Armstrong, John, 1982, Nations Before Nationalism, Chapel Hill, NC: University of NC Press. (123 pp)
Connor, Walker, 1983, The National Question in Marxist-Leninist Theory and Strategy. Princeton, NJ: Princeton University Press. (589 pp – 122 pp = 467 pp)
Connor offers a thorough treatment of his subject,
starting with a look at original Marxist ideals of 'nation' and 'nationality'
(which were predominantly negative for Marx because of his association of
'nationhood' with Western capitalist democracy) and traces their modified
development in the ultimately pragmatic and exploitative ideals and practices
of Lenin and Stalin in the early Soviet era.
These ideals were founded upon "the right of self-determination of
nationhood" and summed up in the phrase "national in form, socialist
in content" (202), which meant that "the keystone of Leninist
national policy has been... a plenary distinction between form and
substance" (206). He builds from
this base to discuss historically the outworking of this ideal in the
"Soviet proto-type" as well as five other communist states, namely
China, Yugoslavia, Czechoslovokia, Rumania and Vietnam. Essentially Lenin, Stalin and company
exploited ethnonational identity and the independence movements arising in the
face of de-colonization which were based in those identities in order to win
allegiance from various national groups for the Bolshevik cause. However, after gaining their allegiance and
stabilizing the Soviet empire (by 1929), they never followed through on their
promise to grant complete independence to the nations who joined their cause on
the basis of that promise, stringing them out for nearly 60 years in a
continual tug-of-war and ongoing tension between affirming and making minimal
contributions to their ethnonational aspirations for independent nationhood
while continuing to seek the integration of the those selfsame nations into the
one new 'Soviet man' and its empire, which was predominantly Russian-based,
just as the previous Tsarist empire had been.

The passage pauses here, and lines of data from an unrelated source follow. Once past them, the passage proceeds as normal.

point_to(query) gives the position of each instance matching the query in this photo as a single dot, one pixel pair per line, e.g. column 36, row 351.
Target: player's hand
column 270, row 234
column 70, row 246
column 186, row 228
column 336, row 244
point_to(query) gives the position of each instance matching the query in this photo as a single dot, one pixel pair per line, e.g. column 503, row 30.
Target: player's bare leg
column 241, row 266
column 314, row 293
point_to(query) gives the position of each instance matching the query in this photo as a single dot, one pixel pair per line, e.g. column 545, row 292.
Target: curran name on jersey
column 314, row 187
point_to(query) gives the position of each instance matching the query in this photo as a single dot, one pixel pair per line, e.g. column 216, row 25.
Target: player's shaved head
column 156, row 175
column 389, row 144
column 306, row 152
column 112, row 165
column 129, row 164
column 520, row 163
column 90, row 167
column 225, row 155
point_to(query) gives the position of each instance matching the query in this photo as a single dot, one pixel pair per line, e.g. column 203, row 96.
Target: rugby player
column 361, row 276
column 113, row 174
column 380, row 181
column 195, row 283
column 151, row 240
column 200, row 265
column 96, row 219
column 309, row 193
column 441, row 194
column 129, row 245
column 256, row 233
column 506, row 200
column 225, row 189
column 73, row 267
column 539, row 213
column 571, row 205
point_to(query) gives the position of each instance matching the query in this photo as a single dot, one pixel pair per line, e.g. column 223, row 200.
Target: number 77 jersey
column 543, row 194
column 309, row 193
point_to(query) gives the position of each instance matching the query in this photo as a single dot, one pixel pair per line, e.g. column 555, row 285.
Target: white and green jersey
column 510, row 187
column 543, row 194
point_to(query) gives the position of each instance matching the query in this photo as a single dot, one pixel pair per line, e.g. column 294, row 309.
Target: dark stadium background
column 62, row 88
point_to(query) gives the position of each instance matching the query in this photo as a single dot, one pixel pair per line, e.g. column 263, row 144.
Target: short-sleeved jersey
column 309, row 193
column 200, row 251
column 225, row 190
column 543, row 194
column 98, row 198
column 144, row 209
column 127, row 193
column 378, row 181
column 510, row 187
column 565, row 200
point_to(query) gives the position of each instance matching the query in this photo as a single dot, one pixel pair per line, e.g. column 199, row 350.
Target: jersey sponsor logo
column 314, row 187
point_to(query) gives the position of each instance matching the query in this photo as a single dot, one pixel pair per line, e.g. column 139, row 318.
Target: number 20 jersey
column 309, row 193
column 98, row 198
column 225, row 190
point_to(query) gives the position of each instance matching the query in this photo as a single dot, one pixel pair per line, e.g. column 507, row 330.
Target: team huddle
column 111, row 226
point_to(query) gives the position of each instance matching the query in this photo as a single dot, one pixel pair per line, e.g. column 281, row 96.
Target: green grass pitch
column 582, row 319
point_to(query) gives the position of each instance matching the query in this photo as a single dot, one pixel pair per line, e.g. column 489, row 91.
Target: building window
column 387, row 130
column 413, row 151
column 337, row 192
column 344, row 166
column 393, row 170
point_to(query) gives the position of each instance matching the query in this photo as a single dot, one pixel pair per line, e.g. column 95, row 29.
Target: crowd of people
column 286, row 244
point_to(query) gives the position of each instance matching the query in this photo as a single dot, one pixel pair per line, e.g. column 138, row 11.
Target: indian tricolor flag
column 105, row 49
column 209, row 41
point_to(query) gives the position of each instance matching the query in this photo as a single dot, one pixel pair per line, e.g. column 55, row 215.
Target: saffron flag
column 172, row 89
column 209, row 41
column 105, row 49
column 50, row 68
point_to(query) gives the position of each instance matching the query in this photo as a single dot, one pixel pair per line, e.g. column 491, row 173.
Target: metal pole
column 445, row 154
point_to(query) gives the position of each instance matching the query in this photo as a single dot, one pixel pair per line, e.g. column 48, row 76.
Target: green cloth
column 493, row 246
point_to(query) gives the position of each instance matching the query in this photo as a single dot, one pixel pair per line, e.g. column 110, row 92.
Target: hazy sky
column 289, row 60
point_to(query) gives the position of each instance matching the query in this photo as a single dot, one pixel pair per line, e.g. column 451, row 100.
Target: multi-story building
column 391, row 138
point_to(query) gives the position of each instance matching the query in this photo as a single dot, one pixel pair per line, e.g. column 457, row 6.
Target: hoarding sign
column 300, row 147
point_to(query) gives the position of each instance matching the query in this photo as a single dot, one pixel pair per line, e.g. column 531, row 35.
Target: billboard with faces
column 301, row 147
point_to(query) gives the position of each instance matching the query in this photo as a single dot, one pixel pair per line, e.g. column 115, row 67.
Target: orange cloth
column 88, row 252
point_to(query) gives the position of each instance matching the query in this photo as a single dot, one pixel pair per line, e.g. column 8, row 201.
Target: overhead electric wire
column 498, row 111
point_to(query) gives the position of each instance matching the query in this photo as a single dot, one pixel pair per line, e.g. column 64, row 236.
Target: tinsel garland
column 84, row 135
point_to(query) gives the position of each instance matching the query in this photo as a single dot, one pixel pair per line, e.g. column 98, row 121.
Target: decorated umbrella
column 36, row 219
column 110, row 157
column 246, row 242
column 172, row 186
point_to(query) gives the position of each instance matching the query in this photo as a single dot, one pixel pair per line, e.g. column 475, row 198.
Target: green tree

The entire vision was self-contradictory from the start and wound up
strengthening the ethnonational identities of the various peoples by arranging
the entire Empire according to those identities. The national aspirations never died out and Connor predicted in
this 1984 work that the Soviet Union would eventually collapse because of the
ongoing and increasing energy of the ethnonational movements within the Soviet
Union.
Conquest, Robert, 1991, Stalin:
Breaker of Nations. New York: Penguin Books.
DeLorme, R. Stuart, 1999, Mother Tongue, Mother's Touch: Kazakhstan Government and School Construction of Identity and Language Planning Metaphors. (PhD dissertation at the University of Pennsylvania) Ann Arbor, MI: UMI. (220 pp)
DeLorme contributes a very important overview here of
the drafting process of the Kazakhstan State constitution in chapter 2. He goes on from there to discuss in ch. 3
the actual drafting and essence of the Kazakh State language law in regard to
the status of Kazakh versus Russian. He
then uses this as the base upon and against which he evaluates the results of
his field work in which he examines how the language law is applied in the case
of one particular Kazakh school in a small town which was founded in response
to that law. He offers interviews with
teachers and students of their perceptions, emphases and efforts to make the
school successful. He includes
evaluations of how the Kazakh school developed and interacted with the
longer-standing Russian school of the community as well as how it modified its
original ideals in light of the practical linguistic realities of long years of
colonial domination with its deep roots of Russian among even the Kazakh
population. He attempts to offer
suggestions for how to achieve ethnic harmony and mutual respect for both
groups and their languages amidst the pains of the newly forming Kazakh nation.
Gilbert, Steven, 1999, The Kazakhs Under Stalinism. (Unpublished paper). (47 pp)
Gladney, Dru C., 1991, Muslim Chinese: Ethnic Nationalism in the People's Republic. London / Cambridge, MA: Harvard Council on East Asian Studies. (337 pp)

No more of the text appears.